Similar to the current research, Nugroho et al. [28] developed graphene/carbon dots from Magnolia grandiflora at various times (14, 16, 18, and 20 min) and further surface-functionalized with hydrogen sulfide (H₂S) to synthesize S-doped carbon quantum dots (CQDs). The synthesized S-doped CQDs had a uniform size, according to TEM analysis, along with an amorphous structure and water solubility, and also contained hydroxyl and carboxyl groups, excitation light-dependent characteristics, and high photostability. Synthesized S-doped-carbon nanomaterials have been used in latent fingerprint detection. This study used S-doped carbon/graphene nanomaterials derived from natural resources as high-performance fluorescent probes for the detection of latent fingerprints on non-porous surface materials [17,18].

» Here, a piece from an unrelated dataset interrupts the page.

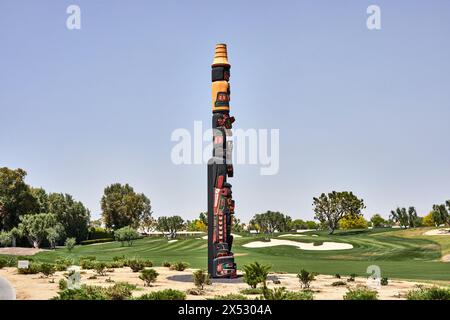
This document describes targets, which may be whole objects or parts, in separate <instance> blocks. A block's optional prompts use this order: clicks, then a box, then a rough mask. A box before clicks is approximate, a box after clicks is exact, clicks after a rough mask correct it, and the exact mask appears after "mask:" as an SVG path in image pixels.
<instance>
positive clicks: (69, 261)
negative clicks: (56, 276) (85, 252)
mask: <svg viewBox="0 0 450 320" xmlns="http://www.w3.org/2000/svg"><path fill="white" fill-rule="evenodd" d="M72 264H73V260H72V259H69V258H59V259H56V260H55V268H56V271H66V270H67V268H68V267H70V266H71V265H72Z"/></svg>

In several studies, graphene or carbon nanomaterials, a particular class of semiconductor materials that are generated by group II–VI binary compounds at a nanoscale (2–20 nm) size in three dimensions, have been utilized for fingerprint development. CdS, CdSe, and CdTe quantum dots (QDs) have been shaped for creating hidden fingerprints with high sensitivity and outstanding background contrast. The nature of cadmium is highly toxic, which raises the major concern about using cadmium (Cd)-containing quantum dots [29]. Considering the toxic effects of fluorescent cadmium dots, the biomass-generated graphene nano-sheets (GNSs) will facilitate environmentally friendly properties. In similar aspects, Weng et al. [30] designed reduced graphene oxide (rGO) film to form a wrinkled structure using a facile stretching-releasing process, which mimics the morphology of fingertip skin and provided special impacts on crime detection [30]. Further, Zhang et al. [31] also developed latent fingerprints using electrodeposition of GNSs on multiple surfaces and observed that better fingerprints could be achieved by electrodeposition parameters (reaction time, concentration, potential, and scan rate) of graphene, which is significant for the development latent fingerprints samples on various metal surfaces [31]. However, these techniques are complicated to fabricate as compared to the developed graphene nano-sheet-based simple fabrication and fingerprint detection.

5. Conclusions

The fingerprint is a unique identity of an individual since it is an unchangeable feature that differs from person to person. Conventional techniques have somewhere failed to detect old fingerprints and are less stable. Therefore, we have developed biocompatible and biomass-generated graphene nano-sheets (GNSs) that produce blue color under a UV lamp by comparing them with several techniques and these GNSs were successfully applied for the detection of fingerprints on porous and non-porous surface materials. Based on the above findings, it could be concluded that the fingerprint pattern could be improved more clearly under commercial UV lamps with bright blue fluorescence intensity. Therefore, this research has proved that the GNSs derived from plant/grain material have better potential as fluorescent probes for latent fingerprint detection. The application of the powdered GNSs was carried out with experiments on various non-porous materials (glass, plastic, silicon, steel, soft plastic, etc.) with the understanding that the developed fingerprints on various surfaces will also be helpful in food packaging and sensing sectors where crime prints could be detected on such different surfaces.